O tombamento definitivo do antigo prédio do Departamento de Ordem Política e Social (Dops), no Rio de Janeiro, foi homologado pelo Ministério da Cultura em ato publicado no Diário Oficial da União (DOU) nesta segunda-feira (29). A medida já tinha passado pelo Instituto do Patrimônio Histórico e Artístico Nacional (Iphan) em novembro. As informações são da Agência Brasil
Inaugurado em 1910 para abrigar a Repartição Central de Polícia na então capital do estado, o edifício foi sede do Dops entre 1962 e 1975. O imóvel é associado a prisões políticas e à repressão do período, com registros de torturas e violência contra presos políticos durante a ditadura militar.

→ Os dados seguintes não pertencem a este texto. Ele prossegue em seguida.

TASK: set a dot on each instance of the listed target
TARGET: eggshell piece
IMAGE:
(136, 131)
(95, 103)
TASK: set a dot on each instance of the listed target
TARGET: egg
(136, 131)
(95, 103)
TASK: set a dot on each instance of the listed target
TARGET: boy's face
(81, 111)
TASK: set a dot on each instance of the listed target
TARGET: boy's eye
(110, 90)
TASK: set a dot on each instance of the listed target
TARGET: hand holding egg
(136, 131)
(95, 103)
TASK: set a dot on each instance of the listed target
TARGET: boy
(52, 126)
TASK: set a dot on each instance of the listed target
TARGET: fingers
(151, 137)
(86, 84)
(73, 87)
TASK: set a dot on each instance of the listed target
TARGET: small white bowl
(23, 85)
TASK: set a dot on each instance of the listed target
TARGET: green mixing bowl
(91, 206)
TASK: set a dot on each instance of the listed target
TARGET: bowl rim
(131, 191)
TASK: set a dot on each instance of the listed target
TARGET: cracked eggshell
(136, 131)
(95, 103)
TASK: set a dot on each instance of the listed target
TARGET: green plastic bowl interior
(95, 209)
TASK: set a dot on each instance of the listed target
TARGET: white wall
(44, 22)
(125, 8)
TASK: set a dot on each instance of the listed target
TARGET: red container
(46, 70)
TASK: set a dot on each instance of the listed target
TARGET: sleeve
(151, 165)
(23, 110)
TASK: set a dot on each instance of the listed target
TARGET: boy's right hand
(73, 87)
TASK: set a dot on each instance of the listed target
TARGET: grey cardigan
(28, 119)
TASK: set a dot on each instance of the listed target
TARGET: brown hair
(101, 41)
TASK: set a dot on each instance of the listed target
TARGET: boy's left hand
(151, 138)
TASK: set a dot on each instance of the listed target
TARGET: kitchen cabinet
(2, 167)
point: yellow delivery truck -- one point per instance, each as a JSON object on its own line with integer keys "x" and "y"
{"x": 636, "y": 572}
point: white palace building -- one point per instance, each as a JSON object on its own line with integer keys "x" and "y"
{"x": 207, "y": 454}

O prédio também abrigou o Acervo Nosso Sagrado, com objetos de religiões de matriz africana que teriam sido confiscados em ações contra terreiros de candomblé e umbanda, com ocorrências registradas entre 1890 e 1946.
Quando o tombamento foi aprovado, o presidente do Iphan, Leandro Grass, afirmou que a medida tem um sentido de memória e alerta. “Aqueles que foram torturados, perseguidos, mortos ou desaparecidos por lutarem pela liberdade. Ao torná-lo patrimônio, contribuímos para que as gerações presentes e futuras não repitam os erros desse período”.
Segundo o texto divulgado, este é o primeiro bem reconhecido pelo Iphan como lugar de memória traumática. Outros imóveis devem entrar na fila de análise, com possibilidade de tombamento, como o DOI-CODI, no Rio, a Casa da Morte, em Petrópolis (RJ), e o Casarão 600, em Porto Alegre, todos ligados à repressão durante a ditadura no Brasil.
O edifício, de inspiração francesa, tem estruturas como carceragens, celas solitárias e salas de depoimento com isolamento acústico. A posse é do governo federal, mas o imóvel está cedido para a Polícia Civil do Estado do Rio de Janeiro desde a década de 1960, com condicionantes de uso para fins policiais e obrigação de preservação.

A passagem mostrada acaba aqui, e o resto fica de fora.